For a Group REIT, the definition of gains accruing to C
(tax-exempt) includes gains accruing to members of G (property
rental business) (paragraph 20 Schedule 17 FA 2006). The limitation
to gains that are exempt under section 124 FA 2006 means that the
amounts that are available for attribution in Category (d) are
gains on all qualifying properties owned by UK resident group
members. This is in contrast to gains on any qualifying UK property
owned by non-resident group members which will fall into Category
(e) - these gains are exempt from UK Tax by virtue of the TCGA
residency rules and not under section 124 FA 2006 (which they would
need to be in order to fall into Category (d) to be payable as a
PID).
In attributing the distributable reserves of the principal
company therefore it is not the nature of the profits as they arise
to that company, but by reference to the amount of the various
kinds of profit that arise to all the members of the group.
Example 6
C has distributable reserves of 500 brought forward. This
includes 180 gains from the tax- exempt business of previous
accounting periods that has not yet been distributed. The balance
of 320 is (e) other reserves. In the accounting period ending 31
December 2010, the income of its tax-exempt business is the same as
the accounting measure of profit, and is 1,000. Gains on disposal
of assets involved in the tax-exempt business are 70, after
deducting 25 indexation allowances. Taxable income from other
activities is 130.
Distributable reserves are 1,725. C pays no distributions in
2010 to which profits of the current year are attributed but
decides to distribute 1,200 in March 2011 wholly attributed to 2010
profits.
The next step is to deduct the 90% Category (a) requirement
(900) from the distributable reserves and allocate the 800 balance
to the four elements of the brought forward pot (see
GREIT08045). Taxable income (b) is
130, tax-exempt income (c) 100, tax-exempt gains (d) 180 b/f + 70
and other (e) is 320 b/f + 25 book-to-tax adjustment.

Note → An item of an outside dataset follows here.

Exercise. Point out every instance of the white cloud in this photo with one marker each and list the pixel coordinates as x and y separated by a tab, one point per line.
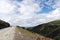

The final step is to attribute the 1,200 distribution by
reference to the five categories. The first 900 is Category (a) and
is a PID payable under deduction of basic rate tax (other than for
gross payment cases – see
GREIT08125). C decides to attribute
nothing to Category (b) (taxable income).
C has no choice about the balance of 300. This is attributed
first to Category (c), tax-exempt income, up to the amount in the
pot (100). This amount is a PID and payable under deduction of
basic rate tax (other than for gross payment cases).
The balance of 200 is then attributed to Category (d),
tax-exempt gains, up to the amount in tax-exempt gains pot (250).
The remainder of the distribution is therefore all a PID,
attributed to Category (d) and payable under deduction of tax
(other than for gross payment cases).
The 525 distributable reserves to carry forward will be made
up of (b) 130 from ‘taxable income’ (d) 50 gains from
the tax-exempt business, and (e) 345 other reserves.